Thanks for returning and contributing constructively despite my quick nuking of your earlier comment.
I do see your point; but… gah, I disagree, but explaining why in detail would take a long time :) It boils down to not being able to rely on trusting people’s endogenous motivations, particularly where ‘people’ often means ‘large corporations’. I might trust most the endogenous motivations of the BSD community, and you’re right that using a license to compel specific behaviors does have impact on that community. On the other hand, getting stripmined by Apple also compels specific behaviors. Given the choice between those two options, I’ll take the GPL’s limited impact over the broad impact of leaving yourself open to large-scale exploitation by corporate actors.
There’s a balance with Apple. Once they deviate too far from the trunk they got to commit back (barely enough to be somewhat compatible again to benefit from the trunk’s development again). The result isn’t perfect but it happens generally because of the Apple’s internal decisions – not any outside force. They could choose otherwise as well. They must have people tracking all that constantly (I would, the platform is important. In fact it’s pretty much the time to renew their BSD environment runtime for their microkernel.. I mean that at least they should, the age is showing already.).
I had a talk (actually, I interviewed him…) with the equivalent of RIAA’s CEO in my own country. He said that I wouldn’t want to steal anyone’s brand new Mercedes either. Do you notice the apparent flaw in that argument?
Why is it off the open source people if someone makes money with software? It could be, in some situations, but in most of the simple cases it is not. However many people seem to take that stance automatically. Why then not defend only against those a few really damaging cases? What GPL does is really, really wide and sloppy in that sense. It’s imho M.A.D. That loss of freedom most likely is strangling some awesome innovation.
I wouldn’t feel any triumphant over anything that has got anything to do with GPL.. It’s like having to settle with plain adequate solution without anything actually good.
Personally, I’d be just glad if for instance Microsoft used my software. After all, it’s just software. There’s a lot more into it than just couple silly lines of code. I wouldn’t myself worry about patents either because their idea is pretty justified (the implementation is not, but more than just one can play those games if required).
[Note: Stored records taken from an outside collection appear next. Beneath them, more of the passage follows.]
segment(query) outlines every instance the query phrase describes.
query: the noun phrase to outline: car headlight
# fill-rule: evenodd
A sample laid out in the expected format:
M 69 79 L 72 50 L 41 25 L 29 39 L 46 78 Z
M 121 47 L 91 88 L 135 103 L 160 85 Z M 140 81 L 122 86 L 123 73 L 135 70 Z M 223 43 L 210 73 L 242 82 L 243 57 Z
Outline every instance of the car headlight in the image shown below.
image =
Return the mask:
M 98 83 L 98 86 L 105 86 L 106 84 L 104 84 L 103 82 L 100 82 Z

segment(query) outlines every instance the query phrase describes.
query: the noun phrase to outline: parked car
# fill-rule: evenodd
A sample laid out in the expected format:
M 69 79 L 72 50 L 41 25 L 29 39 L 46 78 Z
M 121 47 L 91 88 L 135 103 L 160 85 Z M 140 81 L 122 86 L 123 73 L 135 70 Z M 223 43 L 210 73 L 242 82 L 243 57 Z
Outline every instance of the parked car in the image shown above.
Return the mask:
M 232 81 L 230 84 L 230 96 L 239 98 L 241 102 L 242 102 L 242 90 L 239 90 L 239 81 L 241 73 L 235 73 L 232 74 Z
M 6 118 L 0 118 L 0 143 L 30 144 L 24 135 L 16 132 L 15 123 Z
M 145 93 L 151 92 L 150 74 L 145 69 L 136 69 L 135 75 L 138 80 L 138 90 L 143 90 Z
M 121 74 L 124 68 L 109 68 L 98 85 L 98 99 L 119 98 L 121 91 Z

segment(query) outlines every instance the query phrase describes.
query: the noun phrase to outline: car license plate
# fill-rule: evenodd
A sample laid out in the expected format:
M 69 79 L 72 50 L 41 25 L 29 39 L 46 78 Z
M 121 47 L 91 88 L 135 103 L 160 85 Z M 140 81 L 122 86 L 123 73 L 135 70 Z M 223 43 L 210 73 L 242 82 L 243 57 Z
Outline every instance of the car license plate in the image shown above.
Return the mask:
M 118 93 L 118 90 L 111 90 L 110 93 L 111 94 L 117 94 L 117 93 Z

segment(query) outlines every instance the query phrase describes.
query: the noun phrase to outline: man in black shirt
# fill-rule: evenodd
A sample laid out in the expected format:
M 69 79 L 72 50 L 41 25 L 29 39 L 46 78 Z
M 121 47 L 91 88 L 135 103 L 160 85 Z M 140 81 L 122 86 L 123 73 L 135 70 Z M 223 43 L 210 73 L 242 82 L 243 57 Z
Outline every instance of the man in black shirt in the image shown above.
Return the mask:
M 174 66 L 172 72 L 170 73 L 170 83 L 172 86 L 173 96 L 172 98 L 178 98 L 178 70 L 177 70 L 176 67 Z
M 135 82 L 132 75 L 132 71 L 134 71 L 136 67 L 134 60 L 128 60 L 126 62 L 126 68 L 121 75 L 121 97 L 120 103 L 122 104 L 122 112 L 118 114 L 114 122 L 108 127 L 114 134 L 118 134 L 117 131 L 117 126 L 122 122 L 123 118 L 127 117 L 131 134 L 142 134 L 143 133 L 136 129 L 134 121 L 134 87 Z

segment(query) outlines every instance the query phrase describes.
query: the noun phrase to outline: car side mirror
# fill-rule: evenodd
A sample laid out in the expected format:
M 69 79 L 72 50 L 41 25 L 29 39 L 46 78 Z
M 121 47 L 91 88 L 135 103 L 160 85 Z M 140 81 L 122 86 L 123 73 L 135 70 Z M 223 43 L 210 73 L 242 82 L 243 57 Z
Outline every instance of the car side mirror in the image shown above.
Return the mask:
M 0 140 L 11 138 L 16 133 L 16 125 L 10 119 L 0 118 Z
I have no problem with people making money off of open source; I was one of those people trying to make money off of open source for many years, and I hope that I will be again in the not-too-far future. I was comfortable with doing that because I knew that making money would also benefit the community. Needless to say, I don’t think Apple’s literally billions of profits on OS/X have proportionally benefited the BSD community.
I’ll try to rebut the rest some other time; I’m really swamped now, sorry.